Chechen leader Ramzan Kadyrov is an ally of President Vladimir Putin
Along with other Russian politicians and activists, Mr Nemtsov had condemned the killing of 12 journalists at the French satirical magazine by Islamist extremists.
But he also criticised threats made by the Chechen leader towards those who did not condemn cartoons published by the magazine.
Mr Kadyrov had declared former oil tycoon Mikhail Khodorkovsky his “personal enemy” for urging other papers to republish the Charlie Hebdo cartoons. He had also said Ekho Mosvky editor-in-chief Alexei Venediktov “would be called to account” after his station’s website ran a poll on whether media should publish similar cartoons.
This prompted Mr Nemtsov to accuse Mr Kadyrov of violating Russia’s Criminal Code by infringing journalists’ activities.
“Everybody is already sick and tired of Ramzan’s threats, but he is certain that [President Vladimir] Putin will not let anyone touch him, so he is growing increasingly brazen every day,” Mr Nemtsov wrote on his Facebook page in January.
The guilt of Zaur Dadayev was “confirmed by his confession”, the judge said
Mr Yashin told the BBC that Mr Nemtsov had not been a prominent critic of radical Islam and had concentrated his attacks on President Vladimir Putin and his government.
He said he did not believe Mr Nemtsov’s killers were from outside Russia, calling his murder “an act of terror to scare society”.
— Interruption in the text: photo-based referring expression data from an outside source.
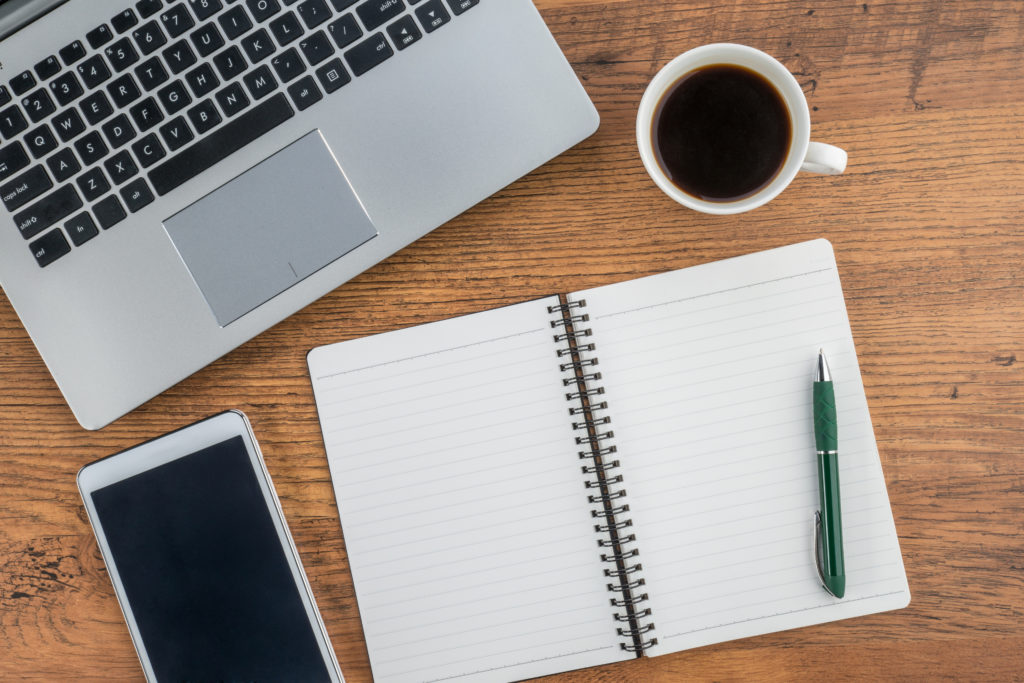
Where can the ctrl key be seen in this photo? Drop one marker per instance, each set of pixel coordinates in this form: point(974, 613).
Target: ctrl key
point(47, 211)
point(49, 248)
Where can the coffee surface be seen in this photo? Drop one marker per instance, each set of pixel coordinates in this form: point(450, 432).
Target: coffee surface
point(721, 132)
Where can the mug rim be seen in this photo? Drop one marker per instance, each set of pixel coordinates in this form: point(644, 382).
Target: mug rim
point(749, 57)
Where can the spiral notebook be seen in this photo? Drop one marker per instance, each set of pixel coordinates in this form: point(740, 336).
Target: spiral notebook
point(612, 473)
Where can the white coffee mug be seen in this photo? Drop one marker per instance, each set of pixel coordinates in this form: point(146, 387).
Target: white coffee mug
point(802, 156)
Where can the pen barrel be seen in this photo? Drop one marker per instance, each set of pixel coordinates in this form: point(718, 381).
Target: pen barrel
point(833, 562)
point(825, 429)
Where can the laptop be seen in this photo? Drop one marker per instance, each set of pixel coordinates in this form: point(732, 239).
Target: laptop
point(178, 175)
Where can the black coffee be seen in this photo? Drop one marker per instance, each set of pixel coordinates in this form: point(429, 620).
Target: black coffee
point(721, 132)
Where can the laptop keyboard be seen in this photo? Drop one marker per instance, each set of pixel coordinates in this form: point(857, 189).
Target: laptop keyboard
point(165, 90)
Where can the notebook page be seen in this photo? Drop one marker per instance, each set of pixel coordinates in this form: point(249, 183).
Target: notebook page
point(708, 374)
point(462, 500)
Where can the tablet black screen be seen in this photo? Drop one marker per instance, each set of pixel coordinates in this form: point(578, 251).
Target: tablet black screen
point(205, 573)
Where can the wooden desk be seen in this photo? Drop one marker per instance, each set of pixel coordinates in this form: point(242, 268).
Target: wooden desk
point(928, 225)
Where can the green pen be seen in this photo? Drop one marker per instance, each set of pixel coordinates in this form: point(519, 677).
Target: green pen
point(828, 520)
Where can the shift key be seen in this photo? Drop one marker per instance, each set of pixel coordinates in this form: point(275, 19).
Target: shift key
point(47, 211)
point(25, 187)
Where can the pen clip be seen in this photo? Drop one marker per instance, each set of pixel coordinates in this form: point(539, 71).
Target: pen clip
point(818, 563)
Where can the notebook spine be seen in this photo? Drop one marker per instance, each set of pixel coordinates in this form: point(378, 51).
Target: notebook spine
point(605, 489)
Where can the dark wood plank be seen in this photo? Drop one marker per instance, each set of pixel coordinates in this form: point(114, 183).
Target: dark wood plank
point(926, 95)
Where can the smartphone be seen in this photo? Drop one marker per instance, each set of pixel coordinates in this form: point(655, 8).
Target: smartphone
point(202, 561)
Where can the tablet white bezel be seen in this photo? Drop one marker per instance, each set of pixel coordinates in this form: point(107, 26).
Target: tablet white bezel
point(177, 444)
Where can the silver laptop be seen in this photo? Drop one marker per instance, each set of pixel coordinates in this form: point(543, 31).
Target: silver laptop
point(178, 175)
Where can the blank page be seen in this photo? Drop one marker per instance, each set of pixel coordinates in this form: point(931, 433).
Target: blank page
point(708, 375)
point(462, 500)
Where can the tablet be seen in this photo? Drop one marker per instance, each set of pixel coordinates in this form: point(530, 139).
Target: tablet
point(201, 559)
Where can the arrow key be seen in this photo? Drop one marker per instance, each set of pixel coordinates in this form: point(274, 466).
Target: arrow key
point(404, 32)
point(433, 15)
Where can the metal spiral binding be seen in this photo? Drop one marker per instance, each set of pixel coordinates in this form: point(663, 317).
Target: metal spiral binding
point(605, 486)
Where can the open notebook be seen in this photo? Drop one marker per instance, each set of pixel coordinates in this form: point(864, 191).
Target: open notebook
point(622, 471)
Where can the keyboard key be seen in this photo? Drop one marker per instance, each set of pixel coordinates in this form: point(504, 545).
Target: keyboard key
point(229, 62)
point(313, 12)
point(121, 54)
point(176, 133)
point(48, 68)
point(376, 12)
point(286, 29)
point(205, 8)
point(305, 93)
point(136, 195)
point(202, 80)
point(93, 184)
point(176, 19)
point(25, 187)
point(179, 56)
point(316, 48)
point(96, 108)
point(148, 151)
point(55, 206)
point(260, 82)
point(64, 165)
point(119, 131)
point(369, 53)
point(263, 9)
point(207, 39)
point(124, 20)
point(91, 148)
point(459, 6)
point(12, 122)
point(146, 114)
point(235, 22)
point(73, 52)
point(120, 167)
point(221, 143)
point(49, 248)
point(204, 116)
point(41, 141)
point(288, 65)
point(333, 75)
point(174, 97)
point(232, 99)
point(148, 37)
point(22, 83)
point(69, 125)
point(404, 32)
point(110, 212)
point(432, 15)
point(66, 88)
point(147, 8)
point(81, 228)
point(99, 36)
point(39, 105)
point(93, 71)
point(151, 74)
point(257, 46)
point(12, 160)
point(124, 91)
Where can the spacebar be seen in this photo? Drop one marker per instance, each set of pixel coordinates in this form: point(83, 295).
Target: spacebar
point(221, 143)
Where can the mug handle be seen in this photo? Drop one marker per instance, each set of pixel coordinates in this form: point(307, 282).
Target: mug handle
point(824, 159)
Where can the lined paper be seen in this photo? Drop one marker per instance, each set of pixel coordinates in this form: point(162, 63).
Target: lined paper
point(708, 377)
point(462, 500)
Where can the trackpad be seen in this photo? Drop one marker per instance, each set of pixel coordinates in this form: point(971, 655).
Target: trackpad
point(270, 227)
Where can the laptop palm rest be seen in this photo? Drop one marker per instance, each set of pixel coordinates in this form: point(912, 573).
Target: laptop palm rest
point(270, 227)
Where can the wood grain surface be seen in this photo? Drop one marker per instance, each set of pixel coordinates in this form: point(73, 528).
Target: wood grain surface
point(928, 226)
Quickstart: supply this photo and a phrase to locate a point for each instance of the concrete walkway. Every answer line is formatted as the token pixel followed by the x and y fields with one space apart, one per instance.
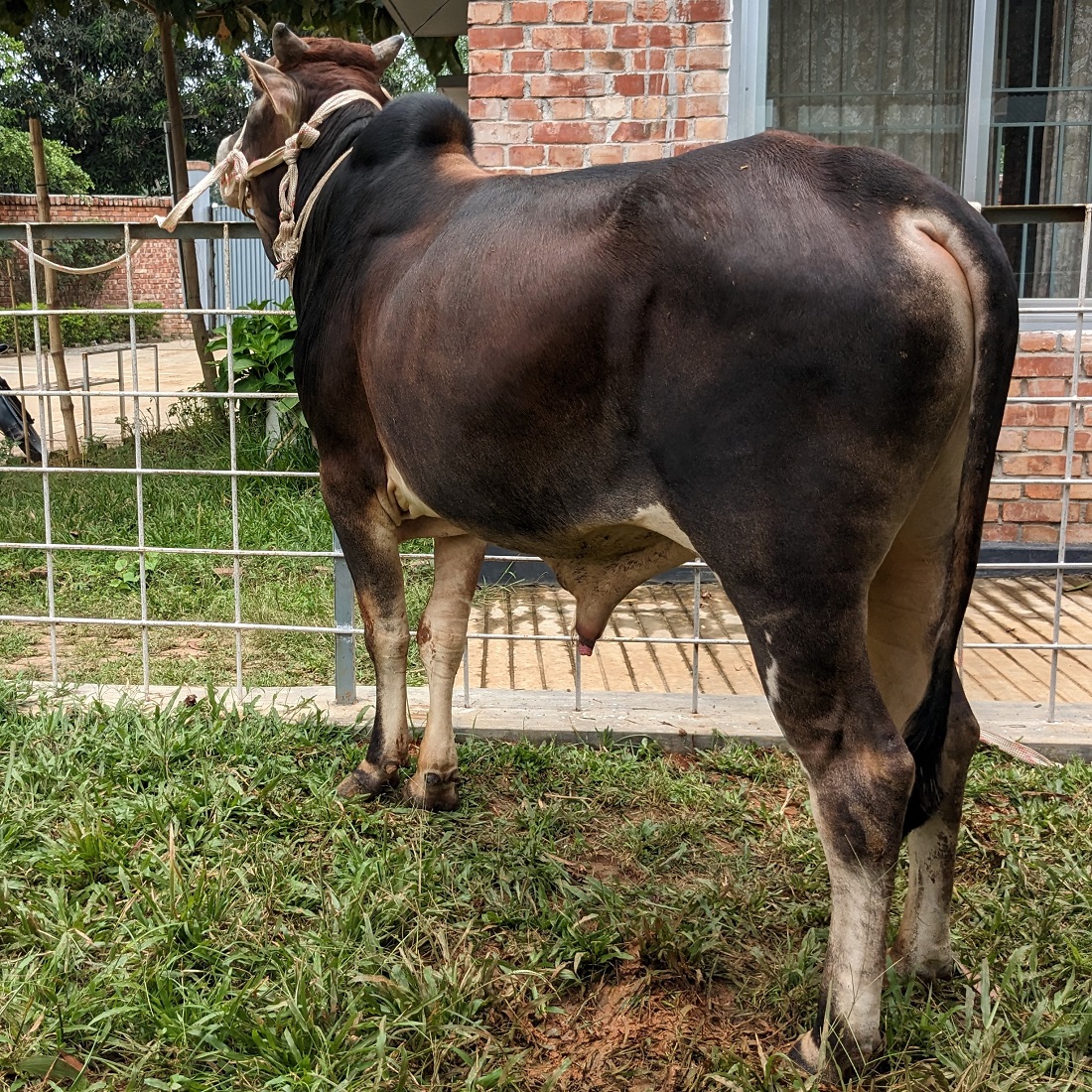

If the Russian authorities had any proof that the two men charged were the killers, that proof should be made public, he said.
“I believe that the organisers of the murder are in Russia and I believe that they are in the Russian government,” he added.
The location of the murder, right next to the Kremlin, made him think that the killers could not have acted without support from the authorities, he said.
He therefore believed that those people criticised by Mr Nemtsov in recent years should be under investigation.
The suspects were bundled into court through the back door
The three suspects remanded in custody are Mr Gubashev’s younger brother, Shagid Gubashev, and two men named as Ramzan Bakhayev and Tamerlan Eskerkhanov. Reports say all three have denied any involvement in the murder.
Four of the five men in custody are from the northern Caucasus region and were detained in the republic of Ingushetia which borders Chechnya, Russian media say.
The Russian Investigations Committee is treating the case as a “contract killing”, Interfax news agency reported.
President Vladimir Putin has condemned Mr Nemtsov’s murder and called for an end to “shameful” political killings in Russia.
But leading opposition figure Alexei Navalny has accused the Kremlin of ordering the assassination to cow the opposition amid Russia’s mounting economic problems.
Mr Nemtsov was killed days before a march he had been organising against the conflict in Ukraine.
He had also been drafting a report expected to expose covert Russian military involvement in the conflict.